The shape of Waters
Open Waters returns for another slate of singular performances that take risks from all sides.
tagline for this year’s Open Waters, the annual music improvisation festival, is “never the same river twice.” “That’s Heraclitus,” says artistic director Lukas Pearse of the paraphrase. “My favourite pre-Socratic philosopher.”
Such is the nature of improvised music—it is made in the moment, of the moment, not to be heard again. It’s not easy, and there’s no single way to play it. “The essential thing is to try to make sure there are different approaches and different traditions of improvisations represented,” says Pearse of the program, which is presented by the Upstream Music Association. “I want to have artists who are both using improvisation in a conscious way, something that is part of their creative form, and who also are usually for the most part committed to it and developing with it.”
Open Waters features six days of 20 events across five venues, a mix of established and emerging, local and visiting. “I also do try to make sure there are some artists not from our area to provide global context,” says Pearse.
Out-of-town guests include Jason Sharp and Adam Basanta from Montreal, who headline the Marquee on January 5. “Jason plays bass saxophone and modular synths and in this project they’re using heart-rate monitors and EKGs to control the synthesizers while also playing the saxophone,” says Pearse. “It’s literally visceral music.” Vancouver clarinetist François Houle hits the Dunn on Saturday, and there on Sunday will be Janice Jackson’s collaboration with Etienne Rolin, from France, and Singapore’s Dirk Stromberg.

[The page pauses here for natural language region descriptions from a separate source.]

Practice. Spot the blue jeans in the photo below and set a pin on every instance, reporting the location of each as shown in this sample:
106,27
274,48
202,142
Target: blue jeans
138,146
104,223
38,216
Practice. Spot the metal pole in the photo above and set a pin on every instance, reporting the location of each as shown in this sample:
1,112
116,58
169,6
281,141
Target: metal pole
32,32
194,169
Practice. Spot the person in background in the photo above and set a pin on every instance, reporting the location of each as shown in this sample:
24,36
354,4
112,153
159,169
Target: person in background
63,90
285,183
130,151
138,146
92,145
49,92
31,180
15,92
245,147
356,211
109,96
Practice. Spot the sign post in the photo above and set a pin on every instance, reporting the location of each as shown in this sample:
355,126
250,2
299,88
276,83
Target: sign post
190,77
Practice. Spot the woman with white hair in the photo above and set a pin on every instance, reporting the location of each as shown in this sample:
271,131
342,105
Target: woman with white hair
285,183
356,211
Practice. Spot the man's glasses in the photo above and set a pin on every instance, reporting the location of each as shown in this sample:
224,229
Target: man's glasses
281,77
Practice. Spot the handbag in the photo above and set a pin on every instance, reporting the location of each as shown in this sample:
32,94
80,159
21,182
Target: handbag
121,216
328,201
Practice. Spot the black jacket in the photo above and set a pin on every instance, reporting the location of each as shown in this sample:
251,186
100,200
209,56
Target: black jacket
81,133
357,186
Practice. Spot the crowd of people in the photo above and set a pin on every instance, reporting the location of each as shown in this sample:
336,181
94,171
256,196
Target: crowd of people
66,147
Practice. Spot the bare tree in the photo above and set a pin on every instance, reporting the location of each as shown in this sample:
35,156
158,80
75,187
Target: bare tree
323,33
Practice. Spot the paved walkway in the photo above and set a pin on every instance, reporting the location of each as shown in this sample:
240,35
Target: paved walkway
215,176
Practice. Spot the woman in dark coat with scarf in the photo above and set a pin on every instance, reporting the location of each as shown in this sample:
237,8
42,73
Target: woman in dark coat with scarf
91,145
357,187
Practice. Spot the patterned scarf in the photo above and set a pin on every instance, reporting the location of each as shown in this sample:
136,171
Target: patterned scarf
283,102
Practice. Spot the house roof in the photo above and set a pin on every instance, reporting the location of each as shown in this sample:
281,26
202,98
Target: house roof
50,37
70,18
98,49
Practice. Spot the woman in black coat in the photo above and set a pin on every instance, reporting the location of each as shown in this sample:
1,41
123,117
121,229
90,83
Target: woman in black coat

Local representation comes from Pearse’s project with Alan Sylliboy, The Thundermakers (Saturday at the Dunn), soprano Maureen Batt at Dal’s MacAloney Room on Saturday afternoon, To Dream of Silence (a co-presentation of Upstream Music and Sanctuary Concerts) at the Halifax Music Co-op on Tuesday and New Hermitage on Friday night at the Dunn. “I really want to celebrate younger artists taking the risks,” says Pearse of the latter quartet, “and making good on their promising starts in the [Halifax Jazz Festival’s] Creative Music Workshops.”
Because of improvised music’s range of included genres—jazz, electronic, folk, chamber, experimental—it’s an art form that’s diverse, open-minded and wide-reaching. “Improvised, exploratory music is something that happens all over the world,” notes Pearse. “It’s not just us over here being weird cause we’re weird.”
Flutist and “new music pioneer” Paolo Bortolussi is part of this year’s lineup.